Volgens Canadees onderzoek is de kat daardoor gezonder, tevredener en heeft minder kans op zwaarlijvigheid. In de studie kregen acht katten, die niet buiten komen, drie weken lang eenmaal daags te eten in de ochtend. Dezelfde katten kregen daarna drie weken lang dezelfde hoeveelheid voer verspreid over vier maaltijden per dag. De dieren hadden een tuigje op hun rug met een activiteitensensor om hun bewegingen te registreren. Ook werd de stofwisseling gemeten via adem- en bloedmonsters.

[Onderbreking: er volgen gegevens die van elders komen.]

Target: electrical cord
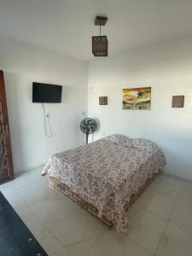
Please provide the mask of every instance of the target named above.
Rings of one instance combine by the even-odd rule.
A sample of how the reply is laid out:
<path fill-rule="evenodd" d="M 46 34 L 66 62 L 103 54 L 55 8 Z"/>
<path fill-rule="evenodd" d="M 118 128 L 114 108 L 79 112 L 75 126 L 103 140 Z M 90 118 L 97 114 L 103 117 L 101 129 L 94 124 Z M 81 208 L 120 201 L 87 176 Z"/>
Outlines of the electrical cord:
<path fill-rule="evenodd" d="M 52 133 L 52 129 L 51 129 L 51 125 L 50 125 L 50 118 L 49 118 L 49 115 L 46 116 L 46 113 L 45 113 L 44 104 L 44 103 L 42 103 L 42 106 L 43 106 L 43 109 L 44 109 L 44 134 L 45 134 L 46 137 L 51 137 L 53 136 L 53 133 Z M 46 118 L 48 119 L 48 125 L 49 125 L 49 132 L 47 131 Z"/>

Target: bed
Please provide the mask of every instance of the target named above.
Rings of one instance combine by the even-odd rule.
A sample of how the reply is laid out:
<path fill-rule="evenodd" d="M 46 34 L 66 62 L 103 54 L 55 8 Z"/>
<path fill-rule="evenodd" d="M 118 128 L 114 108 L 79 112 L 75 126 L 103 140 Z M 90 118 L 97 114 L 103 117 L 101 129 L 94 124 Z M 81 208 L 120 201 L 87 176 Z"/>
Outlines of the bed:
<path fill-rule="evenodd" d="M 125 232 L 129 205 L 165 165 L 154 143 L 112 135 L 52 155 L 42 175 L 105 224 Z"/>

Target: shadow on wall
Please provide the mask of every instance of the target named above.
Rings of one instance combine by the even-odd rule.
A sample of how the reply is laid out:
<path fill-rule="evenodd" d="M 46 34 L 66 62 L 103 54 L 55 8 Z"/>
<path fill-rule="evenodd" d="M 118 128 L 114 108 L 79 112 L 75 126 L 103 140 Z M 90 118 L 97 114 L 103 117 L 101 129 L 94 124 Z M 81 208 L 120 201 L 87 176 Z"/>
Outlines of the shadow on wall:
<path fill-rule="evenodd" d="M 16 84 L 18 84 L 18 77 L 15 73 L 4 72 L 4 80 L 13 161 L 15 166 L 16 159 L 19 159 L 20 166 L 24 166 L 24 152 L 22 147 L 24 142 L 20 127 L 20 96 L 16 86 Z"/>

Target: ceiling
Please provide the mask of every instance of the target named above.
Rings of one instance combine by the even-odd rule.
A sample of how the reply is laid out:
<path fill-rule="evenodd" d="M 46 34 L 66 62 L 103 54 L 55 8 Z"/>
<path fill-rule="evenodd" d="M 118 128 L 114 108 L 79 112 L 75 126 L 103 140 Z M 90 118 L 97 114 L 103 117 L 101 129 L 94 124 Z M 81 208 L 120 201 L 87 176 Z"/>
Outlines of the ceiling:
<path fill-rule="evenodd" d="M 191 0 L 0 0 L 0 35 L 89 61 L 96 15 L 109 55 L 192 33 Z"/>

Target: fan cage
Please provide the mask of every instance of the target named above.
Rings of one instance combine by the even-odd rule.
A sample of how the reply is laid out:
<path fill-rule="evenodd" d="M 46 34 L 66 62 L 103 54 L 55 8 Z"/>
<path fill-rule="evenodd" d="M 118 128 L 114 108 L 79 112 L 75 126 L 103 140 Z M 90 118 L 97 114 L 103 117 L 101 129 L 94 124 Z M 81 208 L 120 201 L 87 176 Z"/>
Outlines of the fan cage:
<path fill-rule="evenodd" d="M 92 37 L 92 53 L 96 57 L 108 56 L 108 41 L 107 36 Z"/>

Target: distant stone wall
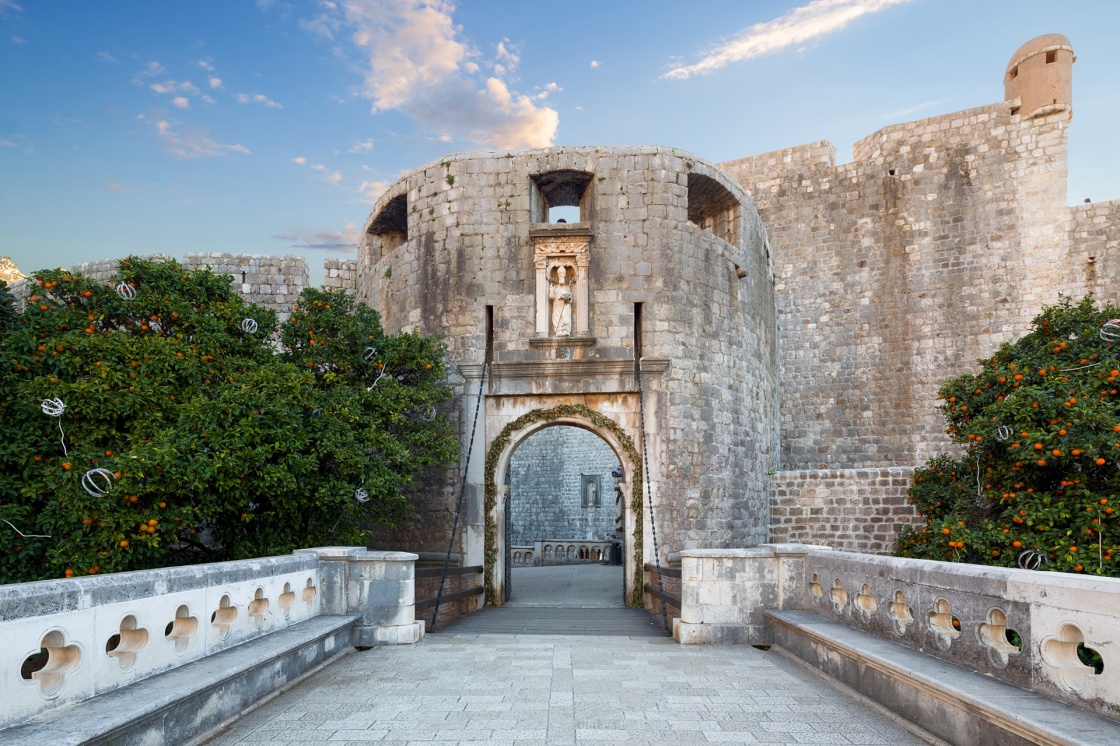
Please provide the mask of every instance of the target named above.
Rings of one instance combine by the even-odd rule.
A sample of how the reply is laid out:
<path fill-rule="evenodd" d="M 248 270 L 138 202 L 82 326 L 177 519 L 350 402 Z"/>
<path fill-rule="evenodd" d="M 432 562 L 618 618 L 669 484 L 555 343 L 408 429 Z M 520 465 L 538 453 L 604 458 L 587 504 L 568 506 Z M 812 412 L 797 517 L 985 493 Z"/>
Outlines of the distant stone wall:
<path fill-rule="evenodd" d="M 618 458 L 594 432 L 544 428 L 517 447 L 510 463 L 510 544 L 548 539 L 605 541 L 615 532 Z M 581 507 L 582 475 L 598 475 L 599 507 Z"/>
<path fill-rule="evenodd" d="M 307 262 L 302 257 L 262 254 L 186 254 L 183 265 L 209 267 L 218 274 L 233 276 L 233 289 L 245 300 L 287 314 L 308 286 Z"/>
<path fill-rule="evenodd" d="M 941 453 L 941 382 L 1057 300 L 1068 116 L 1026 121 L 1012 104 L 885 128 L 851 164 L 815 142 L 721 165 L 750 193 L 774 253 L 781 468 Z"/>
<path fill-rule="evenodd" d="M 1092 292 L 1098 300 L 1120 301 L 1120 199 L 1071 207 L 1068 240 L 1063 292 L 1074 299 Z"/>
<path fill-rule="evenodd" d="M 325 290 L 357 291 L 357 260 L 326 259 L 323 262 L 323 288 Z"/>
<path fill-rule="evenodd" d="M 921 521 L 906 497 L 913 468 L 778 472 L 771 477 L 771 541 L 888 553 Z"/>

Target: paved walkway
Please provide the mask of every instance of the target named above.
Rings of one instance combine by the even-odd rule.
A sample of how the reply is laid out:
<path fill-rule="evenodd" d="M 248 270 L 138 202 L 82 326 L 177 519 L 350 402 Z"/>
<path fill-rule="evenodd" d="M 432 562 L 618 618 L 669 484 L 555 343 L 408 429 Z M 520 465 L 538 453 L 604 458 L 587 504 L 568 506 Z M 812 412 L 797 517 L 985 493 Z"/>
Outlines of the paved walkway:
<path fill-rule="evenodd" d="M 212 744 L 921 744 L 796 663 L 666 637 L 429 635 L 347 655 Z"/>
<path fill-rule="evenodd" d="M 510 606 L 417 645 L 347 655 L 211 743 L 924 743 L 777 653 L 678 645 L 645 612 L 620 608 L 622 579 L 600 565 L 516 569 Z M 610 636 L 588 634 L 592 617 Z M 550 619 L 582 634 L 542 635 Z"/>

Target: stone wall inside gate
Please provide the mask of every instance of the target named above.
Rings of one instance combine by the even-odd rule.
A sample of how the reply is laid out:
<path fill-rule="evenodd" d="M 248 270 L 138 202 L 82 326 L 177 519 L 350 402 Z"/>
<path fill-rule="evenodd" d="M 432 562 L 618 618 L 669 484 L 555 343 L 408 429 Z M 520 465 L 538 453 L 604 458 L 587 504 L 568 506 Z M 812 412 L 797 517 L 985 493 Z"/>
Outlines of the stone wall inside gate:
<path fill-rule="evenodd" d="M 580 221 L 549 222 L 557 206 L 578 207 Z M 542 296 L 560 281 L 556 257 L 570 258 L 557 262 L 571 268 L 573 296 L 560 333 L 554 296 Z M 480 364 L 489 343 L 504 388 L 488 397 L 636 392 L 640 326 L 641 355 L 665 361 L 646 429 L 660 448 L 652 493 L 668 554 L 768 538 L 772 269 L 750 199 L 699 157 L 554 148 L 448 156 L 404 176 L 366 222 L 356 292 L 389 332 L 441 334 L 452 369 Z M 477 383 L 455 384 L 473 400 Z M 469 408 L 459 416 L 466 444 Z M 456 497 L 450 485 L 429 493 L 398 538 L 420 551 L 446 542 Z"/>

Poezen die vier keer per dag werden gevoerd waren actiever. Toch was het totale energieverbruik van de dieren bij beide voerregimes gelijk. Ook het gewicht in beide groepen was hetzelfde. Maar de dieren die alleen in de ochtend hun dagelijks dieet kregen hadden een hoger niveau van de drie honger regulerende hormonen in hun bloed, wat duidt op meer tevredenheid ofwel eerdere verzadiging. Deze katten verbrandden ook beter hun vetreserves, wat dik worden voorkomt. Bovendien vertoonden zij een stijging van aminozuren in het bloed, waardoor meer eiwitten beschikbaar komen voor bijvoorbeeld spieropbouw. Dat is belangrijk omdat veel katten spiermassa verliezen bij het ouder worden: een fenomeen dat bekend staat als sarcopenia.
‘De fysiologische voordelen van één maaltijd per dag zijn evident’, aldus diervoedingsexpert Kate Shoveller. ‘Het strookt met studies onder mensen die regelmatig vasten. Zij zijn sneller verzadigd, eten minder en worden minder snel obees.’